A recent study has raised concerns about the security and privacy risks associated with FemTech apps designed for fertility tracking and menstruation management.
Researchers have identified serious vulnerabilities in these applications that collect vast amounts of personal information such as contacts, camera feeds, and location.
Security and Privacy Risks of Using FemTech
The study, conducted by experts from Royal Holloway, University of London, Newcastle University, University of London, and ETH Zurich, sheds light on significant security, privacy, and safety concerns surrounding FemTech applications, which could potentially put users at risk.
These concerns revolve around the intrusive nature of these apps, which often access personal data, including contacts, camera feeds, microphone recordings, location information, and even medical scans, raising serious security and privacy risks for users.
FemTech, an umbrella term encompassing digital technologies aimed at women's health and well-being, includes various applications, software, and wearable devices ranging from period-tracking apps to fertility-tracking wearables and IVF services.
The study urged policymakers to address the vulnerabilities of FemTech technologies in existing regulations.
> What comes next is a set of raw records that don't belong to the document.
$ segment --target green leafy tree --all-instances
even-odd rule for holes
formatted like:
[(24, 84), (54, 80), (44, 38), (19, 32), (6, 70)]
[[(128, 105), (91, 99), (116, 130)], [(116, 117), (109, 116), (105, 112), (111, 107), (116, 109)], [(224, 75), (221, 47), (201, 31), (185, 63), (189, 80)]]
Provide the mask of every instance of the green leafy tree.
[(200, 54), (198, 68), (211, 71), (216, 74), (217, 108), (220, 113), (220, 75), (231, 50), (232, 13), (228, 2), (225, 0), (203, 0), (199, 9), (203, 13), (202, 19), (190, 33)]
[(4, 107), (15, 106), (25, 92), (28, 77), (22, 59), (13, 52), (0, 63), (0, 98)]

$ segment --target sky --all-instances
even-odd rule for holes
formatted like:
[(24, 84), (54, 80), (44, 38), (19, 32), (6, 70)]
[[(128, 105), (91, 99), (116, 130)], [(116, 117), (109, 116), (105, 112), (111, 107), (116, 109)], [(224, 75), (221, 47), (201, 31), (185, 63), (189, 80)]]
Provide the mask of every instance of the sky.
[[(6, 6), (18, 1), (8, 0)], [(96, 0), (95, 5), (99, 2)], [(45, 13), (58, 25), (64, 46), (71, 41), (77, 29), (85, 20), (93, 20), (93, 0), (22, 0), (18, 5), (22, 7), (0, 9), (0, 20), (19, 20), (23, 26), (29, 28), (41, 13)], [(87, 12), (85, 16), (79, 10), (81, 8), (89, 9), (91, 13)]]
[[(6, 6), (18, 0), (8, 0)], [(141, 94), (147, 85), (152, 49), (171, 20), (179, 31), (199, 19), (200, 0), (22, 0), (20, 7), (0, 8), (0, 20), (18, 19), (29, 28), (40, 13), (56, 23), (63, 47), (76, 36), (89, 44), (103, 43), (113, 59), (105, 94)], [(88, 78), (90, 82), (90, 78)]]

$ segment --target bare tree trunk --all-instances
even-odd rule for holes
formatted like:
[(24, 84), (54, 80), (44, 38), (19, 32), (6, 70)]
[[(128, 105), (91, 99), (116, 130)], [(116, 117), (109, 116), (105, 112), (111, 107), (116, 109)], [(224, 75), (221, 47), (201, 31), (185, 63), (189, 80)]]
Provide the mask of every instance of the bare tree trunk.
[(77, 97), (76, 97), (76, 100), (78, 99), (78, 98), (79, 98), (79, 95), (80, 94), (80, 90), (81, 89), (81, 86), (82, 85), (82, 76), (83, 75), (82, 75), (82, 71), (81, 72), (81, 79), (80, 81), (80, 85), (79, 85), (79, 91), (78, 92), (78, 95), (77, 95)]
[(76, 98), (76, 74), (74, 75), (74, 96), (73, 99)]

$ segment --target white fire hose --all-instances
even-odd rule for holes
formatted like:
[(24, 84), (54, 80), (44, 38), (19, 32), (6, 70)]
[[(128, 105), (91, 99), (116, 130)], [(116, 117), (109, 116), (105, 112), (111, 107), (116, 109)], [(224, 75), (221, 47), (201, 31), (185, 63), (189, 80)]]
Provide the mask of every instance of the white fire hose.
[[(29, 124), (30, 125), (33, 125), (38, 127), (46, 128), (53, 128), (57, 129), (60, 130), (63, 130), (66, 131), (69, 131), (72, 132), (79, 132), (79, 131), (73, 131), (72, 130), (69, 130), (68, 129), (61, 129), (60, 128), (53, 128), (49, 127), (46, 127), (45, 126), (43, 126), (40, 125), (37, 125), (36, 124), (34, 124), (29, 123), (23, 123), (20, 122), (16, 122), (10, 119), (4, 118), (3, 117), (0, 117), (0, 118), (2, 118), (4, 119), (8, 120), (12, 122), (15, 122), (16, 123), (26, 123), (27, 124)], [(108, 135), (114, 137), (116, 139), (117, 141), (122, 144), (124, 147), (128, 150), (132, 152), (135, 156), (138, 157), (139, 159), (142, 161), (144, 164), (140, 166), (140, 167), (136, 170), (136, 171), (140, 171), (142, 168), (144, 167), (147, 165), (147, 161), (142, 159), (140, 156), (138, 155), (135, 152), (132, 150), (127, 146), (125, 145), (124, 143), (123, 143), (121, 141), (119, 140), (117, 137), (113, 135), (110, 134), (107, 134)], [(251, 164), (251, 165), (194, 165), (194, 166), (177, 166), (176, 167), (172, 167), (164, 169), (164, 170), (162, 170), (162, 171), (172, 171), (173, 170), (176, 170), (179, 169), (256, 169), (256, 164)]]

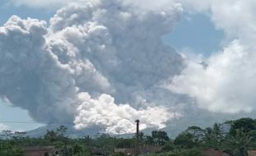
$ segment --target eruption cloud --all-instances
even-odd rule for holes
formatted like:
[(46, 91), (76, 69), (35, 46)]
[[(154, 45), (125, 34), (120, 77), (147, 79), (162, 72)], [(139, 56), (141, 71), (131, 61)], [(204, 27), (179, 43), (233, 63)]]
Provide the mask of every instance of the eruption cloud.
[(161, 37), (182, 12), (175, 2), (85, 0), (59, 9), (49, 26), (13, 16), (0, 27), (0, 97), (44, 123), (119, 134), (140, 118), (143, 128), (163, 128), (178, 113), (160, 84), (183, 60)]

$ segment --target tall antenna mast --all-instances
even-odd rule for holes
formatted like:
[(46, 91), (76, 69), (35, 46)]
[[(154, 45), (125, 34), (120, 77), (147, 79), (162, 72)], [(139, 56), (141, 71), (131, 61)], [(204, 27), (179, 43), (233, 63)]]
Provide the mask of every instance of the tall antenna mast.
[(135, 120), (136, 122), (136, 142), (135, 142), (135, 156), (139, 156), (139, 136), (140, 136), (140, 120)]

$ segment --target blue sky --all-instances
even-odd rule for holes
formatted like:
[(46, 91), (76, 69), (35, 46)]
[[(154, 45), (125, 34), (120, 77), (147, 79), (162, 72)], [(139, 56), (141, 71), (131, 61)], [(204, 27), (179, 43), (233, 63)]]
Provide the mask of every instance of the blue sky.
[[(54, 15), (55, 9), (31, 8), (28, 7), (7, 5), (4, 1), (0, 2), (0, 25), (3, 25), (12, 15), (21, 18), (37, 18), (49, 21)], [(173, 46), (177, 51), (183, 48), (191, 52), (199, 53), (206, 56), (211, 55), (220, 49), (223, 39), (223, 33), (216, 30), (210, 18), (203, 14), (184, 15), (177, 23), (173, 32), (163, 37), (164, 41)], [(27, 111), (12, 108), (9, 104), (0, 102), (0, 123), (2, 121), (33, 122)], [(14, 131), (26, 131), (42, 126), (41, 124), (17, 124), (4, 122)]]

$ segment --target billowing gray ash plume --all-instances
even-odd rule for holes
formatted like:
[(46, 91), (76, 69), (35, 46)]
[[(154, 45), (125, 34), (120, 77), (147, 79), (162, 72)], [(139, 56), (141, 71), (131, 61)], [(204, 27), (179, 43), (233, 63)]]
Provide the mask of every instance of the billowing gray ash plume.
[[(183, 58), (162, 43), (183, 9), (119, 0), (81, 1), (50, 25), (12, 16), (0, 27), (0, 96), (44, 123), (73, 122), (116, 134), (165, 126), (178, 116), (160, 84)], [(170, 101), (172, 100), (172, 101)]]

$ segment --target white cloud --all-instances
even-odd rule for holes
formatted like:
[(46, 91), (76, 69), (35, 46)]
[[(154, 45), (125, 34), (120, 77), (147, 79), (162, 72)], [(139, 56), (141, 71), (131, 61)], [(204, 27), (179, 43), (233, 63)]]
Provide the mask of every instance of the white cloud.
[(230, 113), (255, 111), (256, 2), (208, 2), (204, 9), (211, 11), (216, 28), (225, 33), (225, 46), (205, 60), (188, 60), (187, 67), (168, 88), (188, 94), (201, 108), (210, 111)]
[(110, 134), (133, 133), (135, 121), (140, 120), (140, 129), (148, 127), (164, 128), (170, 118), (178, 117), (175, 113), (164, 107), (148, 107), (136, 110), (129, 104), (116, 105), (114, 98), (102, 94), (98, 99), (92, 99), (88, 94), (80, 94), (83, 104), (78, 112), (74, 123), (77, 129), (91, 126), (100, 126)]
[(8, 126), (2, 124), (2, 123), (0, 123), (0, 133), (3, 131), (3, 130), (8, 130)]
[(27, 6), (30, 7), (59, 7), (72, 1), (73, 0), (10, 0), (9, 2), (17, 6)]
[(69, 4), (49, 27), (13, 16), (0, 27), (0, 97), (44, 123), (76, 118), (80, 129), (124, 133), (141, 117), (144, 127), (162, 128), (175, 101), (158, 84), (180, 71), (183, 58), (161, 37), (182, 11), (102, 0)]

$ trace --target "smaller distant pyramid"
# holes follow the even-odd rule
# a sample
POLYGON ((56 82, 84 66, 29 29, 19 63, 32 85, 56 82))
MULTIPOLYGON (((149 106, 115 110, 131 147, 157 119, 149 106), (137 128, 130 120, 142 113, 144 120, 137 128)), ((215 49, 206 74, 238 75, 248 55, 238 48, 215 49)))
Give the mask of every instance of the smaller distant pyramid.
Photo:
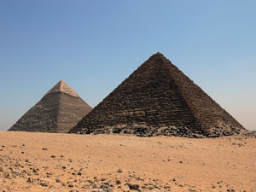
POLYGON ((61 80, 9 131, 66 133, 91 109, 61 80))

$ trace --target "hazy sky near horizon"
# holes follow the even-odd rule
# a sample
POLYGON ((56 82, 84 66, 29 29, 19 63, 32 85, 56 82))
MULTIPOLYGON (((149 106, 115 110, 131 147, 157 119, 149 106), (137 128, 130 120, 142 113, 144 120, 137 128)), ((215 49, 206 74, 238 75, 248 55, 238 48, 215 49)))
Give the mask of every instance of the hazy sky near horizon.
POLYGON ((256 1, 0 0, 0 131, 60 79, 95 107, 161 52, 256 130, 256 1))

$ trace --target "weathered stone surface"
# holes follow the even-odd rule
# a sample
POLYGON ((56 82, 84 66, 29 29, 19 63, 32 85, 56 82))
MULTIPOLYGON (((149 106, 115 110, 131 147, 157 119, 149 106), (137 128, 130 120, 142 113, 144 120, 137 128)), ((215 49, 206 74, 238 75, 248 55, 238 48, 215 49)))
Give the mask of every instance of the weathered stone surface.
POLYGON ((213 137, 241 131, 242 125, 157 53, 70 132, 213 137))
POLYGON ((67 132, 90 110, 91 108, 61 80, 9 131, 67 132))

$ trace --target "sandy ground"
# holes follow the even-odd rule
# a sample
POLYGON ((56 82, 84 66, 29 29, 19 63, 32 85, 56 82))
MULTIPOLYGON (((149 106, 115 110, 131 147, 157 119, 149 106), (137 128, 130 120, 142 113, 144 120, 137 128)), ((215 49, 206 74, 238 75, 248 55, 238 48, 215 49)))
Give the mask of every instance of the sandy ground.
POLYGON ((256 191, 256 138, 0 131, 0 191, 256 191))

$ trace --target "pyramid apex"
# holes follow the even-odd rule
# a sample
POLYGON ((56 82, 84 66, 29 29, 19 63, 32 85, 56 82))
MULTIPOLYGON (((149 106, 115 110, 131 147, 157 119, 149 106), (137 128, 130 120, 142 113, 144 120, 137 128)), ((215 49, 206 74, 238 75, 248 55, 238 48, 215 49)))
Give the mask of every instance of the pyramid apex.
POLYGON ((79 95, 65 81, 60 80, 53 88, 51 88, 44 96, 50 93, 62 92, 72 96, 78 97, 79 95))

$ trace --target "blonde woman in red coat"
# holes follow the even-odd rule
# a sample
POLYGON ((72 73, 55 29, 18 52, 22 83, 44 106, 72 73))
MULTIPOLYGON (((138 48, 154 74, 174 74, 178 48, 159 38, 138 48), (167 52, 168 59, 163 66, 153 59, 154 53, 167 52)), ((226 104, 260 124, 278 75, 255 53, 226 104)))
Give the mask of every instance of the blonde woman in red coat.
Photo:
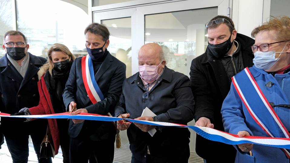
MULTIPOLYGON (((13 115, 41 115, 65 112, 62 92, 75 57, 66 46, 60 43, 53 44, 48 50, 47 54, 47 63, 40 68, 37 72, 40 95, 38 105, 29 109, 22 108, 13 115)), ((47 121, 55 154, 57 154, 60 145, 64 162, 69 162, 68 121, 65 119, 47 119, 47 121)))

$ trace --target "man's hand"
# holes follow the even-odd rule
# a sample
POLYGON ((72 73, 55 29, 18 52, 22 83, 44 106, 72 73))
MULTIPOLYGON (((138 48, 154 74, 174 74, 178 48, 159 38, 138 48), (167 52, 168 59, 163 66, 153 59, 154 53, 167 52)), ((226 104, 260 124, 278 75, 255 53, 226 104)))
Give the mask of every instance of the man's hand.
MULTIPOLYGON (((120 114, 118 116, 118 118, 126 118, 130 116, 129 113, 125 113, 122 114, 120 114)), ((126 122, 124 120, 118 120, 117 121, 117 127, 121 131, 123 131, 129 128, 131 123, 129 122, 126 122)))
POLYGON ((207 127, 212 129, 213 128, 213 124, 210 123, 210 120, 205 117, 200 117, 195 122, 196 126, 200 127, 207 127))
POLYGON ((77 110, 77 103, 74 101, 71 101, 69 105, 70 112, 73 112, 77 110))
MULTIPOLYGON (((242 137, 245 136, 249 136, 250 134, 246 131, 240 131, 238 133, 238 135, 239 137, 242 137)), ((249 152, 253 148, 253 144, 249 143, 238 144, 238 146, 241 151, 244 152, 249 152)))
MULTIPOLYGON (((75 103, 75 104, 76 103, 75 103)), ((87 110, 86 109, 78 109, 75 111, 71 113, 70 115, 76 115, 77 114, 78 114, 81 113, 87 113, 88 110, 87 110)), ((81 123, 82 122, 83 122, 83 121, 85 121, 84 120, 72 119, 72 120, 73 120, 73 122, 74 123, 81 123)))
MULTIPOLYGON (((140 117, 135 118, 136 120, 148 120, 148 121, 153 121, 153 117, 140 117)), ((155 127, 155 126, 152 125, 148 125, 138 123, 134 123, 134 124, 137 126, 138 128, 140 129, 142 131, 144 132, 148 132, 148 131, 154 128, 155 127)))

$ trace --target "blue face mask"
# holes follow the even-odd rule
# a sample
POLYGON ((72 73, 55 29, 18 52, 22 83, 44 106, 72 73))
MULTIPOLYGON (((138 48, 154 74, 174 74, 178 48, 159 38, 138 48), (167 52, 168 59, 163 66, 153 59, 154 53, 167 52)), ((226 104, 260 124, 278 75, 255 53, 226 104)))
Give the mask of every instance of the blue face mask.
POLYGON ((286 44, 282 50, 282 52, 276 52, 276 51, 269 51, 267 52, 262 52, 257 51, 254 53, 255 57, 253 59, 253 62, 256 67, 266 70, 269 70, 273 67, 275 63, 277 62, 279 59, 280 56, 282 53, 285 53, 282 52, 286 44), (278 57, 276 58, 275 56, 276 53, 280 53, 278 57))

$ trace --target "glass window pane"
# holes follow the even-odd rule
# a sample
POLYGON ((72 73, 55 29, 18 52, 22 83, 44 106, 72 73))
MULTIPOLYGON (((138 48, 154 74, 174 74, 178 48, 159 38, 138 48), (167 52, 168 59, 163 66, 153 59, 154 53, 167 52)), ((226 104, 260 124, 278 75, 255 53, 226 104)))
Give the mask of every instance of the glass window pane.
MULTIPOLYGON (((3 42, 4 35, 9 30, 13 30, 13 14, 12 1, 11 0, 0 1, 0 44, 3 42)), ((0 48, 0 58, 5 55, 5 50, 1 47, 0 48)))
POLYGON ((93 0, 93 6, 97 6, 135 0, 93 0))
POLYGON ((104 20, 102 24, 108 27, 111 34, 108 50, 126 64, 126 76, 129 78, 132 75, 131 18, 104 20))
POLYGON ((205 23, 217 8, 145 15, 145 43, 155 43, 164 51, 169 69, 189 76, 191 61, 205 51, 205 23))
POLYGON ((56 43, 65 45, 76 56, 87 54, 84 31, 88 17, 81 8, 60 0, 17 0, 16 10, 18 30, 27 37, 32 54, 47 58, 56 43))
POLYGON ((290 17, 289 6, 289 0, 271 0, 270 15, 274 17, 282 15, 290 17))

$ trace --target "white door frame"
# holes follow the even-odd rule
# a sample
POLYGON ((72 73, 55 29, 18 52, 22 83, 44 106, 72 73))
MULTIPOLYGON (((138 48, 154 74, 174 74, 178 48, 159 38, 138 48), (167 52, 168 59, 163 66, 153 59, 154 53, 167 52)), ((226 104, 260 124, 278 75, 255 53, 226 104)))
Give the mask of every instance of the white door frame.
MULTIPOLYGON (((116 9, 108 11, 95 11, 93 13, 93 19, 94 22, 100 23, 102 20, 131 17, 132 74, 133 75, 138 71, 138 52, 140 47, 144 44, 145 15, 217 7, 218 14, 226 16, 228 14, 228 8, 230 5, 230 0, 162 1, 163 1, 163 3, 160 3, 161 2, 159 2, 158 4, 152 4, 152 5, 147 4, 146 5, 135 7, 128 6, 127 8, 116 9)), ((115 6, 113 5, 109 5, 115 6)), ((92 9, 95 9, 99 8, 100 8, 99 7, 92 8, 92 9)))

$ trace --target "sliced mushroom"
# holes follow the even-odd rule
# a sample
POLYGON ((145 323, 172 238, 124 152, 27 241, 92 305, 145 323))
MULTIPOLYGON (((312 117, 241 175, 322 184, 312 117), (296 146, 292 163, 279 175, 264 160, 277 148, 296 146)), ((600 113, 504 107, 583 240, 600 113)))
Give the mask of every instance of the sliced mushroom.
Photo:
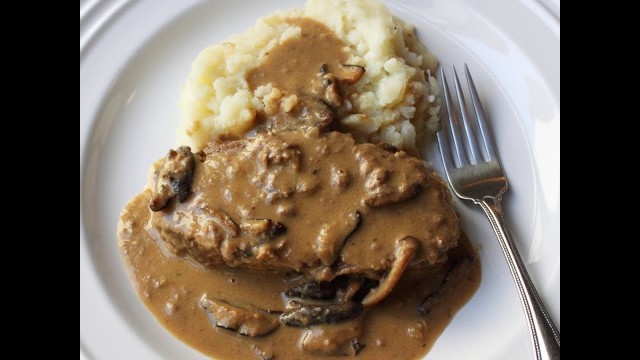
MULTIPOLYGON (((303 108, 297 123, 295 123, 296 126, 314 126, 320 131, 328 131, 333 128, 336 113, 324 100, 302 98, 301 103, 303 104, 303 108)), ((291 124, 281 125, 281 127, 288 129, 291 128, 291 124)))
POLYGON ((434 306, 441 303, 446 294, 469 274, 471 264, 474 260, 471 256, 465 256, 454 261, 438 290, 427 295, 420 305, 418 305, 418 313, 420 315, 427 315, 434 306))
POLYGON ((313 243, 313 253, 324 265, 331 265, 338 257, 345 241, 360 224, 360 212, 353 210, 336 220, 322 225, 313 243))
POLYGON ((247 219, 240 223, 240 228, 250 235, 268 239, 287 231, 282 223, 271 219, 247 219))
POLYGON ((229 215, 225 214, 222 211, 218 211, 215 209, 212 209, 206 205, 204 205, 202 207, 202 210, 209 216, 211 216, 212 218, 214 218, 214 220, 220 224, 220 226, 222 226, 228 233, 229 235, 236 237, 238 235, 240 235, 240 229, 238 228, 238 224, 236 224, 231 217, 229 217, 229 215))
POLYGON ((396 286, 402 274, 409 266, 411 259, 420 249, 420 243, 415 238, 407 236, 396 242, 395 260, 391 266, 391 271, 380 281, 380 285, 377 288, 372 289, 371 292, 362 299, 362 305, 370 307, 379 303, 382 299, 386 298, 393 288, 396 286))
POLYGON ((335 324, 354 319, 362 313, 362 304, 348 302, 308 302, 291 299, 280 320, 287 326, 304 327, 335 324))
POLYGON ((338 290, 336 299, 338 301, 352 300, 356 296, 356 294, 360 291, 360 289, 362 289, 362 286, 364 285, 364 280, 365 280, 364 276, 358 276, 358 275, 349 276, 346 286, 338 290))
POLYGON ((336 296, 336 288, 329 282, 311 280, 292 287, 285 291, 284 294, 290 298, 330 300, 336 296))
POLYGON ((258 360, 273 360, 274 359, 273 352, 262 350, 256 344, 252 344, 251 345, 251 350, 256 355, 258 360))
POLYGON ((160 211, 174 198, 179 202, 186 200, 191 191, 194 168, 195 159, 190 147, 180 146, 176 150, 169 150, 158 172, 149 208, 160 211))
POLYGON ((300 336, 300 347, 305 352, 324 356, 356 356, 364 345, 360 337, 364 333, 363 317, 336 325, 318 326, 306 330, 300 336))
POLYGON ((280 326, 278 319, 265 310, 247 310, 223 300, 209 299, 207 294, 200 297, 200 308, 215 326, 235 330, 240 335, 262 336, 280 326))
Despite the burgeoning market, estimated to exceed $75 billion by 2025, the regulatory landscape surrounding FemTech remains inadequate, with existing rules in the UK, EU, and Switzerland failing to adequately address data protection and user privacy concerns, according to the research team.
The researchers scrutinized industry practices and found many security and privacy lapses in FemTech systems. These systems are reported to fail often to classify themselves as medical devices, lack valid consent mechanisms, and engage in unauthorized data tracking and sharing practices.
Moreover, the study uncovered instances where intimate user data collected by FemTech systems was being processed and sold to third parties, highlighting the need for stricter regulations and enforcement mechanisms.
Read Also : Researchers Create AI-Aided Biosensor to Improve, Speed Up Neurodegenerative Disease Diagnosis
Handling of Sensitive Data by FemTech Products
The study's lead author, Dr. Maryam Mehrnezhad, emphasized the need for collaborative efforts between industry stakeholders and regulatory bodies to ensure the development and use of secure, private, and safe FemTech products.
She underscored the importance of addressing end-user concerns regarding handling sensitive data by FemTech products. Echoing her sentiments, Professor Mike Catt from Newcastle University stressed the urgency of updating and strengthening regulatory guidelines to safeguard user privacy and security.
He flagged the intrusive permissions sought by many FemTech apps, which could potentially expose users' personal data to malicious actors.
"Some specific permissions, such as access to system Settings and other Accounts on the device, also impose security and privacy risks. Access to sensors on the mobile phone can also be used to break user privacy. Users deserve better protection, especially where this relates to sensitive personal health and gender data," Catt said in a statement.
The study's findings were published in Frontiers in the Internet of Things and Symposium on Usable Privacy and Security Workshop.